Katie shut down anymore thoughts about that long ago day and returned her attention to the hair restoring potion. The garden gate creaked and she looked up to see Grimbold advancing up the path. Today, in place of his usual wizardly robes, he wore a blue and white check shirt and jeans, which fitted his athletic figure to perfection. The only thing that marred his otherwise handsome appearance was an overlarge baseball cap, which came right down to his ears, barely allowing him to see where he was going.
‘H-hello Katie,’ he stuttered, I’ve come about-’
‘Yes, yes,’ she said, waving him to a nearby chair, ‘sit down and take your hat off.’
She was almost blinded by the glare from his bald pate. When he looked up at her with sad blue eyes, she resisted the urge to pat his head; he looked just like an overgrown baby. ‘We’ll soon have you right again, she said as kindly as she could. ‘Just relax, while I apply the mixture.’
As she began to smooth the mixture over his head with a spatula, Grimbold made an attempt at conversation. ‘This’s really good of you,’ he burbled, trying not to cringe, as the mixture oozed into his ears, ‘d’you think it’ll work?’
‘I’m sure of it,’ Katie replied, smearing one last dollop across the top of his head. ‘You’ll soon be in Griselda’s good books again.’ She was surprised at the vehemence in her own voice as she said this, and even more surprised when Grimbold scowled at her.
‘Now look here,’ he retorted, with uncharacteristic anger, ‘Griselda and I are not-’
He was interrupted by the clang of the garden gate, as it was thrown open. They both turned to see Griselda Montmorrisey storming across the lawn towards them. ‘Grimbold!’ she shrilled, ‘What in Hades name are you doing in this charlatan’s garden!’
‘Well, you know,’ he mumbled, indicating his hairless head. ‘When you couldn’t cure me, I thought I’d try-’ He broke off and looked down at his feet to avoid her killer death ray glare.
As she continued to stride towards them, she pointed an accusatory finger. Too late, Katie realised what was happening, and tried to pull the young wizard aside. Before she could do so, he threw up his arms so violently, his chair tipped over, depositing him in a heap on the ground. For a moment, silence fell, then Grimbold made a snorting sound, before scrambling to his feet.
‘What have you done to me?’ he whispered, staring at Katie with eyes that had now turned green. The pupils had narrowed to slits and as she watched, Katie felt a sinking sensation in the pit of her stomach. Hair began to sprout from Grimbold’s head, spreading rapidly down his face and neck. His shirt and jeans began to twitch, as though something was moving beneath the fabric, and then there was a horribly familiar tearing sound, as a tail protruded from the seat of his pants.
‘What have you done to me!’ Grimbold said again, but this time with a definite yowl in his voice. Then, without warning, his clothes collapsed in a heap on the grass. Both women stared in alarm, as the shirt apparently became infused with a life of its own and galloped off across the lawn. When it reached the gate, it shook itself, falling away from a sleek black shape that rocketed out into the lane, and across the fields opposite Katie’s house.
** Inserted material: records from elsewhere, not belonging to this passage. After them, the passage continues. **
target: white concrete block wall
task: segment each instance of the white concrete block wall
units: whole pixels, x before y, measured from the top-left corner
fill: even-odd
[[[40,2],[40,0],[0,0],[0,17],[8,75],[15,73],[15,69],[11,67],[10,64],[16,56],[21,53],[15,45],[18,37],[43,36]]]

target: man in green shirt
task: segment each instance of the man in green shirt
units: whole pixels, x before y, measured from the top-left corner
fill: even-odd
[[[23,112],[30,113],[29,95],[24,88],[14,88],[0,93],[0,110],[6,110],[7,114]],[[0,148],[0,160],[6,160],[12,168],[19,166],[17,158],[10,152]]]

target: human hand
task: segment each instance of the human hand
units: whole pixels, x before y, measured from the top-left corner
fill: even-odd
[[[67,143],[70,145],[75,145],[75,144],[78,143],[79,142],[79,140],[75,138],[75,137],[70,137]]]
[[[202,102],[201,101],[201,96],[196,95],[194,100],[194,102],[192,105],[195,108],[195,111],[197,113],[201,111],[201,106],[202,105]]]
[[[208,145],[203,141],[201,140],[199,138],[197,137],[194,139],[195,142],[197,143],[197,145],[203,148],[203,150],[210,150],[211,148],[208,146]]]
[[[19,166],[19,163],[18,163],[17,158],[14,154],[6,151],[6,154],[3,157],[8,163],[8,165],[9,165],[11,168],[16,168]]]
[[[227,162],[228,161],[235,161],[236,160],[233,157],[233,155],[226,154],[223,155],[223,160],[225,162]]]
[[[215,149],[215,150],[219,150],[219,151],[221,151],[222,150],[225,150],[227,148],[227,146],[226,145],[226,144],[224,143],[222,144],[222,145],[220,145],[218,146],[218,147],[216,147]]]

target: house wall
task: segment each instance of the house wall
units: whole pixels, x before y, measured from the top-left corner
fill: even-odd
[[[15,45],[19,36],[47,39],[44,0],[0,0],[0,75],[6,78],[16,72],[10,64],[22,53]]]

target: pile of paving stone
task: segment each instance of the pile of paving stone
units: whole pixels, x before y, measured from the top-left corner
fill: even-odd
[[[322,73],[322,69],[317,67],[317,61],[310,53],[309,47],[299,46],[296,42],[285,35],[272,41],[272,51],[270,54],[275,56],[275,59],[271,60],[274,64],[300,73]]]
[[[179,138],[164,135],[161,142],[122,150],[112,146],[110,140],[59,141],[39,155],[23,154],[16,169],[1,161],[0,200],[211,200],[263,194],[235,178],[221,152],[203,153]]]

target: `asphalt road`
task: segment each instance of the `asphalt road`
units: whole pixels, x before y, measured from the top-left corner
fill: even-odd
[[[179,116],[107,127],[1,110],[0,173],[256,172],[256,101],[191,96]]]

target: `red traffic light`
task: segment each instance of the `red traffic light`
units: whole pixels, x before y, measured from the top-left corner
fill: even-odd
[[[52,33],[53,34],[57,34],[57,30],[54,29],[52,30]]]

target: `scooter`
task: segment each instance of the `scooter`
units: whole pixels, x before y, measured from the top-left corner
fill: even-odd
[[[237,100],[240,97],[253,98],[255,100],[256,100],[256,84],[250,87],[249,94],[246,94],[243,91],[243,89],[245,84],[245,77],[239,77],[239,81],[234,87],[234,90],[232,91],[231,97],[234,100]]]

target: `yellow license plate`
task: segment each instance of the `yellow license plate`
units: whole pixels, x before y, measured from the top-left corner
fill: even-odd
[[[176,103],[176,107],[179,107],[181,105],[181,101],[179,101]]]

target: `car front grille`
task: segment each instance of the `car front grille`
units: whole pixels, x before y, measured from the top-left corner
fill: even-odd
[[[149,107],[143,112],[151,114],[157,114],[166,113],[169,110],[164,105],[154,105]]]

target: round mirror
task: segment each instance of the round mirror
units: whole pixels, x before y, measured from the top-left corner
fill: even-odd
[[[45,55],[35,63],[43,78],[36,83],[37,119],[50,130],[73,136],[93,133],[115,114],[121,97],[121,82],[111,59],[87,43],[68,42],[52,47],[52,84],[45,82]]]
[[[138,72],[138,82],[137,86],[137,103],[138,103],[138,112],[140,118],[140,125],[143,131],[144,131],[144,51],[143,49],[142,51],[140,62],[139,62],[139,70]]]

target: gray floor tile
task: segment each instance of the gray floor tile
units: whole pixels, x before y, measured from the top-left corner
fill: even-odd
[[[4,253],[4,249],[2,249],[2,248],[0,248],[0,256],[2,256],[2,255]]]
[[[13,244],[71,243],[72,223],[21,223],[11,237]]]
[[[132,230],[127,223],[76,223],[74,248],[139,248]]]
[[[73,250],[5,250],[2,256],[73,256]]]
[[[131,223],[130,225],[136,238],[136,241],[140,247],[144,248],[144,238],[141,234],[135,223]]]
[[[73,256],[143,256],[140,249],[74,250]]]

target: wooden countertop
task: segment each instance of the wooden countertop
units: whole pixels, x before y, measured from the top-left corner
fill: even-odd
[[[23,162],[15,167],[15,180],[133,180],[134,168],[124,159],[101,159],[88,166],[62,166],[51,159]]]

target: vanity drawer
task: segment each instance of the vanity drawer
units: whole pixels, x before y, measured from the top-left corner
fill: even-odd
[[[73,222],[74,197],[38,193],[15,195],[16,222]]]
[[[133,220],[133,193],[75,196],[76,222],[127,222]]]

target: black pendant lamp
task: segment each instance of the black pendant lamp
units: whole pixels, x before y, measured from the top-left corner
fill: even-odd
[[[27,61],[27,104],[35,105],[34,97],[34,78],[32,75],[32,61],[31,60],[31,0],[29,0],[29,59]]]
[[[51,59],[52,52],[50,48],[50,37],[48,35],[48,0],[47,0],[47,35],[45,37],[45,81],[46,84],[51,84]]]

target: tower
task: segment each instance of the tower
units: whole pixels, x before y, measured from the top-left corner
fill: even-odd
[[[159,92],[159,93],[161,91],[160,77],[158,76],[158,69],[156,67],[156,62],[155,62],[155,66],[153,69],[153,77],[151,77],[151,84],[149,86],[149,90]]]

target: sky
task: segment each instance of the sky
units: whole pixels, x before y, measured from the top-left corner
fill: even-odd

Horrified beyond measure, she watched the cat hurtle away, until it was out of sight.
‘Do you know what you’ve done, you rank amateur?’
The sound of Griselda’s cold voice shook Katie out of her reverie and she stared at the older woman in dismay. ‘I didn’t mean to,’ she said, her voice choked with tears.
Griselda looked down her long nose. ‘You Marrow’s are all the same, stupid and incompetent. Well this is the end for you now, girl. You’ll be banished to the mortal world forever – I’ll see to that…’

running cat

…’And she did,’ Katie said sadly, staring at Edward with tear filled eyes.
For a moment he said nothing, then after glancing at me, said, ‘I think there is a way you can get home, but it won’t be easy.’
Both Katie and I leaned eagerly towards him. ‘Tell me,’ she said.